Как-то, уже махнув на все рукой, заглянул в ее записную книжку. Записная книжка партийного руководителя, как и положено, полна цифр, дат, фактов и фактиков, о которых надо постоянно помнить парторгу. Ничего нового. Но все читал эти быстрые строчки, написанные Надиной рукой, удивляясь теперь самому себе, испытывая и оскорбительную боль, и теснения нелегкие в груди:

«…бороться за самое передовое управление… Каждому дню работы высокую эффективность… Принятие соцобязательств… Руководитель должен быть ответствен и за производственную, и за воспитательную работу, и особенно за соцсоревнования… Оформление протоколов общих собраний в пятидневный срок, отчетно-перевыборных в семидневный… О работе групп народного контроля… Составить к первому список задолженности по профвзносам и партвзносам… Вторая и четвертая пятница каждого месяца — занятия политкружка… Партийная организация не имеет права выносить решения в адрес профорганизации, а также в адрес других общественных организаций — может только рекомендовать… Доклад «Советский образ жизни»… Организация юбилея… Перевыборы в кассу взаимопомощи… Проверка деятельности пищеблока… Новая Доска почета… Вызвать на треугольник прогульщиков… Торжественные проводы на пенсию в разрезе новых соцобрядов… Распределение жилплощади… Городская конференция — по четыре делегата от управления… Воскресная прогулка работников на природу… Установить контроль над фильмами, которые показывают в нашем клубе… Проверка деятельности подсобного хозяйства…»
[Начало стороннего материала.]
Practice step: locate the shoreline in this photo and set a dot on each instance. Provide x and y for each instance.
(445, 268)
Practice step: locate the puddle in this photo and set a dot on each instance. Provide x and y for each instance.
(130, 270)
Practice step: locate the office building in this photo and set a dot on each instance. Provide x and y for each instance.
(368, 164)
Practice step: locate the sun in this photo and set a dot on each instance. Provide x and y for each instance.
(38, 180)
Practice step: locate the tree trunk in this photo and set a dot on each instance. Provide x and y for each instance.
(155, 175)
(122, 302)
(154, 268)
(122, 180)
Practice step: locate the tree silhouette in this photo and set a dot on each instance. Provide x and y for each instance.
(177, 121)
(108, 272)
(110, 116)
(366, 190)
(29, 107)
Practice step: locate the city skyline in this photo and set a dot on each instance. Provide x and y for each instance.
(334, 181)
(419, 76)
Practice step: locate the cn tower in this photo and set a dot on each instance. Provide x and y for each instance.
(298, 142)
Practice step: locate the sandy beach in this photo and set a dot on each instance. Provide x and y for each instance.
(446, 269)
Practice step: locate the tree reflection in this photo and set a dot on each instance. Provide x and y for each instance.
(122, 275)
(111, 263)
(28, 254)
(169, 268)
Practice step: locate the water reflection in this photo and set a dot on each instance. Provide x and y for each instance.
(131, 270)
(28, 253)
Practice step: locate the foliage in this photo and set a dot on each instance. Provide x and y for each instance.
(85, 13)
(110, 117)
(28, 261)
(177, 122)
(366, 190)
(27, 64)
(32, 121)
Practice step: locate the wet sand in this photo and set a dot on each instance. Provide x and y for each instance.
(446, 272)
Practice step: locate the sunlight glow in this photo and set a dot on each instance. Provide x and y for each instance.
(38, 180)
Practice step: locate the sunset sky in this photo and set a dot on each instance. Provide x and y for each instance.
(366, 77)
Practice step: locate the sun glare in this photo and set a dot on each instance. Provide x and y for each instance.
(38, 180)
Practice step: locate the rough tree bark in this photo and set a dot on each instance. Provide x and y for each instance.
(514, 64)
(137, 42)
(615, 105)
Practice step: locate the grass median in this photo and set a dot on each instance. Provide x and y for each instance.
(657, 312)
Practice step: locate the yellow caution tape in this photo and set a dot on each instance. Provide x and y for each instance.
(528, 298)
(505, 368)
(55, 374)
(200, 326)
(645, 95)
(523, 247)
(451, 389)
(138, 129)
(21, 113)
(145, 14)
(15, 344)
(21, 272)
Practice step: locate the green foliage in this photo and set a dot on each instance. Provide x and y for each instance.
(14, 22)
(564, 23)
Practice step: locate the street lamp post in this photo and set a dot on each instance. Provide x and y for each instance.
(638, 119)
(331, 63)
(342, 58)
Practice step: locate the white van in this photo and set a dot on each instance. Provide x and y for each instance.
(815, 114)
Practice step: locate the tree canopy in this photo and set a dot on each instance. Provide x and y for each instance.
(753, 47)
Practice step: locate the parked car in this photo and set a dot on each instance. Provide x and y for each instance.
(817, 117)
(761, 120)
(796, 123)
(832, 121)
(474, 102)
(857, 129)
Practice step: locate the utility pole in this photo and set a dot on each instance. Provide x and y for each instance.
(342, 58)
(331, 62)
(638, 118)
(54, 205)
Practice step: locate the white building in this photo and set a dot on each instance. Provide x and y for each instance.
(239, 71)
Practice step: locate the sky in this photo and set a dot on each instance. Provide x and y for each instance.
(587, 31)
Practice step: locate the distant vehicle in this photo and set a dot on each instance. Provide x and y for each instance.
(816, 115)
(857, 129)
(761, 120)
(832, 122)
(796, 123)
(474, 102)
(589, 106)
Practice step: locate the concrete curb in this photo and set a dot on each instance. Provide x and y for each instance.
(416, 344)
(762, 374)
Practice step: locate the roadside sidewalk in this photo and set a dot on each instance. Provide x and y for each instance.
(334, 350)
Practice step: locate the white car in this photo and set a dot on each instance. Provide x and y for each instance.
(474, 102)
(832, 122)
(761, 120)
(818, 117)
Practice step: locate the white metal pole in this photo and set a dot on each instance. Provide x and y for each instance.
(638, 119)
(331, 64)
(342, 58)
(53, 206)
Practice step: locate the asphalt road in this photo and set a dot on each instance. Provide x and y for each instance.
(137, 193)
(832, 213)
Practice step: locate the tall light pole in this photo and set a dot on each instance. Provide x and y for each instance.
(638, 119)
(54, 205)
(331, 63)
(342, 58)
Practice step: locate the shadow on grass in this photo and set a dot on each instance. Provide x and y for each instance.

Полковник закрывает записную книжку жены. Мысль о безвыходности положения, не в первый раз уже приходившая к нему и до этого, на этот раз странным образом связалась в нем с инстинктивными, по-видимому, склонностями человека к плетению узлов с тем, чтобы потом распутывать эти же собственные узлы, одним словом, к охоте за собственной тенью, к убеганию и одновременному преследованию. Всплывают в памяти запавшие в душу эстампы Пиранези — сюита тюрем. Не в первый раз уже начинает полковник плутать мысленно по бесчисленным, убегающим вверх, вглубь, вбок ступеням. Все лестницы, ступеньки — большие и маленькие — бесконечно варьируются на эстампе, убегают, спасаются от преследования, им вторят столбы, арки, пролеты, сочетаясь друг с другом, эти элементы архитектуры порождают тот неуловимый поток бегства архитектурных форм в глубину эстампа, который служит объектом непрестанного преследования и погони для завороженной полковничьей мысли, — нет, из такой тюрьмы не убежишь, убеждается он. Полковник, усмехаясь, все барабанит и барабанит пальцем по столу и вот, смахнув легкость усмешки, нахмурившись, поднимается и, не давая исчезнуть тому, что волнисто так забрезжило в льющемся через край потоке бегущих ступеней, идет к окну, к радиоле, перекладывает стопку пластинок. Ну, разумеется, Бах — фуги. Ставит и слушает. Стараясь не растратить подольше тонких и высокоразвитых чувств увлекательнейшего бегства по ступенькам Пиранези в сопровождении изумительных звуков баховской фуги, полковник не отвечает на слова жены, повалившейся на стул, едва зашедши в комнату: «Чайку нет? Во рту пересохло от этих дебатов, а толку чуть! Опять две трети не собрали! Паш, поставь чайничек, в магазин-то я сегодня не успела, уж обойдемся как-нибудь, а?» «А когда ты успевала? — думает полковник, стараясь подольше сохранить в себе чувства, которыми охвачен, молча отправляется он с чайником на кухню. — А у меня ведь, между прочим, завтра в десять, — думает полковник, — занятия в академии, и свежая рубашка была бы кстати».